Is it any wonder that my oldest brother stated frankly,
“We hated to see him come home on Friday, and we were relieved to see him go on Monday.”
He says this in a recorded conversation, as though this is the most normal thing in the world. It is clear they have no idea just how utterly fucked-up that sounds. They hated to see their father come home at the end of the week — but they never asked themselves why, never asked themselves where that idea came from, who put it into their heads.
It’s called “parental alienation” and it usually happens AFTER a divorce, not before:
Children instinctively love both parents and identify with both as part of themselves. They feel immense stress when that love is threatened. Therefore, when a child is told that one of their parents is bad, they feel as though they themselves are bad. This arouses in them feelings of shame, uncertainty, fear and guilt.
It is critical to a child’s sense of security and self-esteem that they be allowed to love both of their biological parents. This doesn’t mean you have to condone bad behavior. It does mean though that you have to allow the child to love who they love and feel what they feel without shame or punishment or control or manipulation.
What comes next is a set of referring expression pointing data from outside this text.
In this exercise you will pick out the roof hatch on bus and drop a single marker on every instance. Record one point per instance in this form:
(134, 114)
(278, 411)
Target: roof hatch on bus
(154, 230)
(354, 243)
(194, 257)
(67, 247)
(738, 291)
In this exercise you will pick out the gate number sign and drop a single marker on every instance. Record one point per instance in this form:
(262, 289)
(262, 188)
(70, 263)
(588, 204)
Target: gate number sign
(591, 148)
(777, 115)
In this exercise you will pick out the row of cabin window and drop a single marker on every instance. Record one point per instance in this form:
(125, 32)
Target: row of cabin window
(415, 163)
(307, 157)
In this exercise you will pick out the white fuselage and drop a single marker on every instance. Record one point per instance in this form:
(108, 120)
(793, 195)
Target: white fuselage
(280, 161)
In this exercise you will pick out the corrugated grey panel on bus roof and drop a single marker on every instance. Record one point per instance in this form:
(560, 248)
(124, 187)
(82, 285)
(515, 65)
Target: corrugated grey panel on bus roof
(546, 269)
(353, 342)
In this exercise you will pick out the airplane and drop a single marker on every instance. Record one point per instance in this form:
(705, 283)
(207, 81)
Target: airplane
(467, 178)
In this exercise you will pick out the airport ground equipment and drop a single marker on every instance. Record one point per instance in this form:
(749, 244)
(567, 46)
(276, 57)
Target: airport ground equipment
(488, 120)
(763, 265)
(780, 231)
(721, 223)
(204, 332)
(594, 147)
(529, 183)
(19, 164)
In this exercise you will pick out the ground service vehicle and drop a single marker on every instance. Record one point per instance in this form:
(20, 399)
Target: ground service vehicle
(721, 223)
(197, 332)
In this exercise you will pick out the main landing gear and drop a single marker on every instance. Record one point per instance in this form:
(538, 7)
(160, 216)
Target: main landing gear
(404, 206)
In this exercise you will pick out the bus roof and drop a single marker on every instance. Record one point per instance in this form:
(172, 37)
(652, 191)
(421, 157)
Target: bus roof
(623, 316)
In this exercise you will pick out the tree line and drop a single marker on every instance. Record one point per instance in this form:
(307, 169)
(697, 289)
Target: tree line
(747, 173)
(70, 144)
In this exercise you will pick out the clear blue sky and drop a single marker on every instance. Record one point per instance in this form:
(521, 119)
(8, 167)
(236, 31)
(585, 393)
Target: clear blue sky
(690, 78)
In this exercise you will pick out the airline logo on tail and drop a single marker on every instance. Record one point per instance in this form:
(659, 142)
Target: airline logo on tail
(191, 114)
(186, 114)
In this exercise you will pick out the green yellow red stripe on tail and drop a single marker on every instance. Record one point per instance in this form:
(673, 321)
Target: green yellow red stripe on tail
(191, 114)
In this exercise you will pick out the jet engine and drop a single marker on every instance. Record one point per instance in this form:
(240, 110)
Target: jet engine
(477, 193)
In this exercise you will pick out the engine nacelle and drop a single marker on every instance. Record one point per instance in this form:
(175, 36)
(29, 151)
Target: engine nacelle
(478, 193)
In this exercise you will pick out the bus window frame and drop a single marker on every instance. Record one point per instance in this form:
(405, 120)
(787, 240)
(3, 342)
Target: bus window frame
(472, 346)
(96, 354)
It’s also common for people with Personality Disorders to launch distortion campaigns about the other parent and involve the children either directly or indirectly. This is toxic and highly destructive.
It is a stunning testament to the effectiveness of subtle blame-mongering over a lifetime that my nominally-genius-level sister can write to me,
“If you had a bad relationship with Mom, please think about the fact that Dad certainly colored your opinion — and as a 6-,7-, or 8- year old, you would not have even been aware of it”.
Yet she seems completely unaware that the reverse was also true — and to a far, far greater extent.